ASA 124th Meeting New Orleans 1992 October

3aNS4. The ASA's role in preventing nonoccupational hearing loss in the United States.

William W. Clark

Central Inst. for the Deaf, 818 S. Euclid, St. Louis, MO 63110

Recent evidence has suggested that exposure to excessive noise outside the workplace is making a significant negative contribution to the hearing of Americans, both young and old. Once considered a hazard only to those who worked where loud noise necessarily accompanied manufacturing processes, excessive noise exposure also threatens the hearing of individuals who engage in noise leisure activities such as hunting and sport shooting or listening to amplified music through headphones or in ``boom box'' automobiles.

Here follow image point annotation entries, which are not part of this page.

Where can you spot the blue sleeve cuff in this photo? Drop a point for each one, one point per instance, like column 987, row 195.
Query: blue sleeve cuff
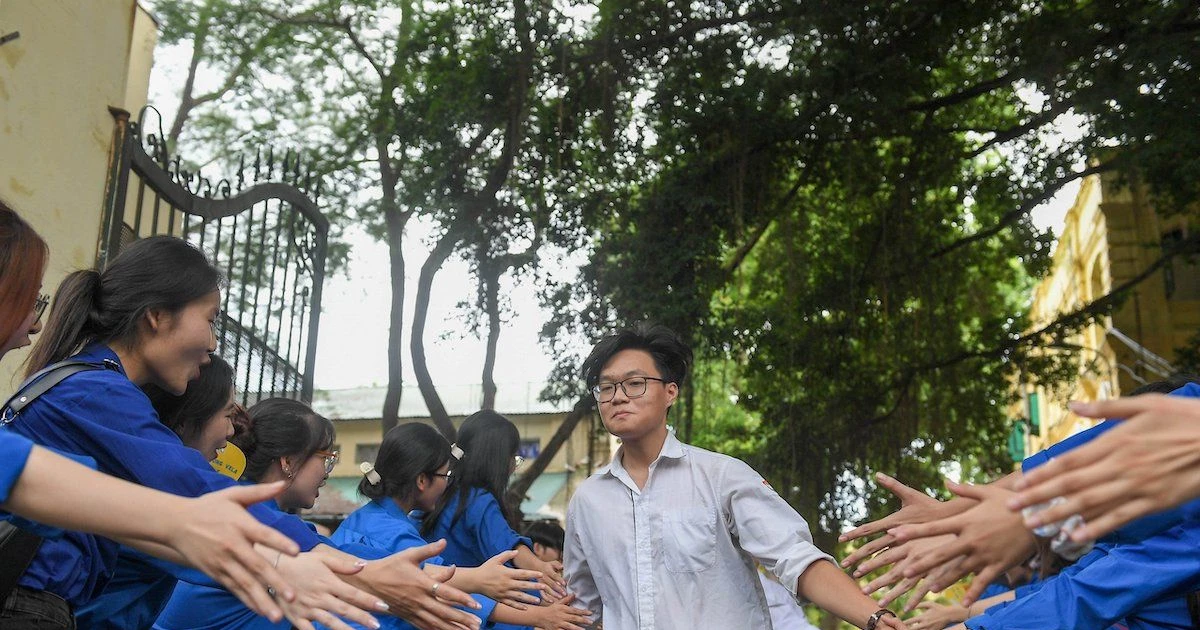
column 289, row 526
column 487, row 606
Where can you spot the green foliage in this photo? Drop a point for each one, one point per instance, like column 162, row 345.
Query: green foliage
column 829, row 199
column 832, row 201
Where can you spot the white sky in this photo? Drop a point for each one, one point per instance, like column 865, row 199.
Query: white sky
column 352, row 347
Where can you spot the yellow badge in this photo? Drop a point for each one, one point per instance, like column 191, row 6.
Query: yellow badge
column 231, row 462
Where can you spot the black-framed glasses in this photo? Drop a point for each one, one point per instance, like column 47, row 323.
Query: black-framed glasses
column 331, row 459
column 43, row 300
column 633, row 387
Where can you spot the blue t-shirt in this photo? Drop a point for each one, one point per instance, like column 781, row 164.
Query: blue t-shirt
column 102, row 414
column 132, row 598
column 1137, row 576
column 198, row 606
column 1141, row 586
column 381, row 525
column 479, row 534
column 13, row 454
column 1140, row 528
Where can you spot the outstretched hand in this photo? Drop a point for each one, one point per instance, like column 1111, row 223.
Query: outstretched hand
column 1147, row 463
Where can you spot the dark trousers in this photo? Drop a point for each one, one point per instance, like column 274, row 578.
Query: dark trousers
column 35, row 610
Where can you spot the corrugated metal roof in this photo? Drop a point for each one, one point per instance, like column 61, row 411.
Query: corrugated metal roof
column 365, row 403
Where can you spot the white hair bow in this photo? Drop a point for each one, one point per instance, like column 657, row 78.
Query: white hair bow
column 367, row 469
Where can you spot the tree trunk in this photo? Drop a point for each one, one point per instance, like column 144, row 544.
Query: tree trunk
column 438, row 257
column 390, row 413
column 490, row 276
column 395, row 222
column 519, row 489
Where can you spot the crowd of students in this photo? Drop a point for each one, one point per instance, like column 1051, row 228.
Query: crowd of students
column 126, row 525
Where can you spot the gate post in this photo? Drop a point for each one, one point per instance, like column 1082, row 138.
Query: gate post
column 114, row 190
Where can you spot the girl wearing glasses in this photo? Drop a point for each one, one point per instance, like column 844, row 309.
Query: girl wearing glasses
column 472, row 515
column 408, row 478
column 283, row 441
column 148, row 319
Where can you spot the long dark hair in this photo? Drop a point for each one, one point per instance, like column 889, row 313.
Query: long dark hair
column 205, row 396
column 408, row 451
column 671, row 355
column 23, row 256
column 106, row 306
column 489, row 442
column 281, row 427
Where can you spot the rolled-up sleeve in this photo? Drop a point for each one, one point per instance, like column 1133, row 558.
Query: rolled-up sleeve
column 767, row 527
column 575, row 567
column 13, row 454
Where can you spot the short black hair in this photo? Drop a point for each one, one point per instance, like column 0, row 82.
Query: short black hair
column 671, row 355
column 207, row 396
column 547, row 533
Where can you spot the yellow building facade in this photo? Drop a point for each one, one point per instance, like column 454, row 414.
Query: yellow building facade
column 70, row 63
column 1110, row 237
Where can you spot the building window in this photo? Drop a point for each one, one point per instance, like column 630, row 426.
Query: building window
column 366, row 453
column 529, row 449
column 1181, row 275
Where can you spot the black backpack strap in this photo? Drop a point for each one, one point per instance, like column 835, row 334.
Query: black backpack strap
column 17, row 550
column 18, row 546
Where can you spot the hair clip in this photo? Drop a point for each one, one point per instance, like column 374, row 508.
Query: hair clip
column 370, row 472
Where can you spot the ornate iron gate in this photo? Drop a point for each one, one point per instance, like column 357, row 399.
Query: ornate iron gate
column 259, row 226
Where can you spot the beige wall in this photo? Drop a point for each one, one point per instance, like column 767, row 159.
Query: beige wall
column 73, row 60
column 1080, row 274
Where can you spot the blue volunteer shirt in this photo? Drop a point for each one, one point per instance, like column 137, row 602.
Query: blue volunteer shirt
column 13, row 454
column 132, row 598
column 480, row 533
column 1139, row 575
column 382, row 526
column 102, row 414
column 205, row 606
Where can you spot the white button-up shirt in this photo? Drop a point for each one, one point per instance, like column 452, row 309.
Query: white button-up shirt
column 679, row 553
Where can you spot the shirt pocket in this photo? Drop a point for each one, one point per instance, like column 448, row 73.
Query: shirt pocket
column 689, row 539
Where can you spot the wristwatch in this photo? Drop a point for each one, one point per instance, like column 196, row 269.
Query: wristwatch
column 874, row 619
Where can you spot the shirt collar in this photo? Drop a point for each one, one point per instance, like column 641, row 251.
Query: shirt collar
column 671, row 449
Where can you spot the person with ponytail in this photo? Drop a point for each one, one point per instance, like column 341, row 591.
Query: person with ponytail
column 286, row 442
column 204, row 419
column 148, row 319
column 208, row 414
column 408, row 477
column 213, row 533
column 472, row 515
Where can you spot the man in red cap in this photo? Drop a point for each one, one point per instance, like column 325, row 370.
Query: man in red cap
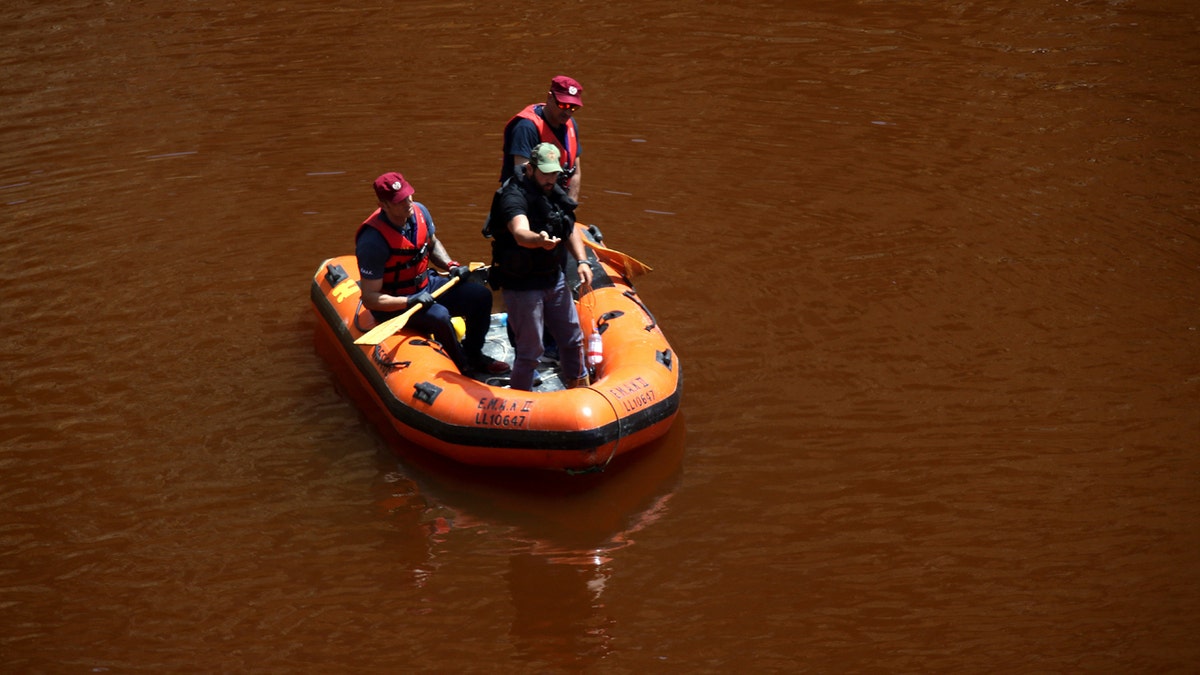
column 396, row 246
column 552, row 121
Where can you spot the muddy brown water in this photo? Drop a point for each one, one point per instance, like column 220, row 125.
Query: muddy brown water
column 931, row 269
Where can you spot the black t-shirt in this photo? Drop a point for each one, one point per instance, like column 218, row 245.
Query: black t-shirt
column 514, row 266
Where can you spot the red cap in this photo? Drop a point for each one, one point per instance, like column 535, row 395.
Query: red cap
column 567, row 90
column 393, row 187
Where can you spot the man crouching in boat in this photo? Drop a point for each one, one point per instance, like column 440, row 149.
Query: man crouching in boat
column 528, row 257
column 395, row 248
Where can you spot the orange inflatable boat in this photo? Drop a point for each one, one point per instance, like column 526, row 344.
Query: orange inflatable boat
column 409, row 383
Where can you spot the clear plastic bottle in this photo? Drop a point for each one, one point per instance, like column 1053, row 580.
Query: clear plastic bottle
column 595, row 350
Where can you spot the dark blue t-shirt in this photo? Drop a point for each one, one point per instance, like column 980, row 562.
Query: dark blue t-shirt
column 521, row 138
column 372, row 249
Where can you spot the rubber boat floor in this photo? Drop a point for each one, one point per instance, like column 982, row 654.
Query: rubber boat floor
column 498, row 346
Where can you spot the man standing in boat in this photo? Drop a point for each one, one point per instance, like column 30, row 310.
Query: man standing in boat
column 396, row 246
column 533, row 231
column 552, row 121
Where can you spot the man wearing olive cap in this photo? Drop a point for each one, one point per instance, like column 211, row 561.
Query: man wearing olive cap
column 533, row 231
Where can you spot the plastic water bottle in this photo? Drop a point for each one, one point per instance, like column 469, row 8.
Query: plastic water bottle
column 595, row 350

ASA can help to prevent nonoccupational hearing loss in several ways. The collective scientific and engineering expertise of ASA members should be exploited to conduct and report careful, quantitative studies on noise exposure associated with leisure activities. Recommendations concerning hazardous exposures can be developed by the ASA and disseminated to the public through the media, to manufacturers of noise products, and to appropriate regulatory bodies. Educational programs can be developed by the ASA for use in schools, 4-H clubs, scouting, gun clubs, and other community organizations. These efforts would increase the visibility of the ASA nationally, and may reduce the impact of nonoccupational noise exposure on Americans.